И я явился (а куда мне деться?), хотя, признаюсь, было нелегко. В такую рань. Но я проснулся. Проигнорировав в который раз зарядку, поел (умылся позже). И к тринадцати ноль-ноль под дверями кабинета номер десять уже как целую минуту нервно поглядывал на часы.
Интересно, кому такое надо: я сижу тут, жду! В кабинет же меня пригласили лишь через десять минут, извинений, я не дождался, спасибо, предложили присесть и даже не отказали в стакане воды. Фамилия, которой представился мне следователь, совпадала с той, что красовалась на прикреплённой к двери со стороны коридора табличке. Спутать я не мог, это был тот же следователь, что снимал с меня показания на даче. Видимо, опасаясь, что я несколько его подзабыл, представился полным именем вновь и, проверяя на сколько я с ним откровенен, попросил полным именем представиться и меня.
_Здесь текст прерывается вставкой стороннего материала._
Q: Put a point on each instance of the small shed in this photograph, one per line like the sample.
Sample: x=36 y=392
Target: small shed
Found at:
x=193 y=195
Ничего особо примечательного, с виду гражданин, как гражданин. Блондин. Сероглаз. Уши как уши, голос, как голос. И я, отложив все эти данные в копилку своей памяти, в очередной раз представился тоже. Заполнив обязательные в данной ситуации «Имя. Фамилия. Отчество», следователь с видимым удовольствием отложил ручку, помассировал пальцы и приготовился слушать.
О чём? О чём я захочу. Желательно о соседе. О его кончине. И если Николая Ивановича отправил на небо всё же не я, то какие-то предположения у меня имеются наверняка, и Рудольфу Петровичу они весьма интересны. Но прежде – как я на Райхертовой даче оказался, как проник, что побудило.
В который уже раз, я честно ответил, что проник через калитку. Привлёк меня горевший в неурочное время электрический свет. Обеспокоенный, не случилось ли чего, я отодвинул задвижку калитки!..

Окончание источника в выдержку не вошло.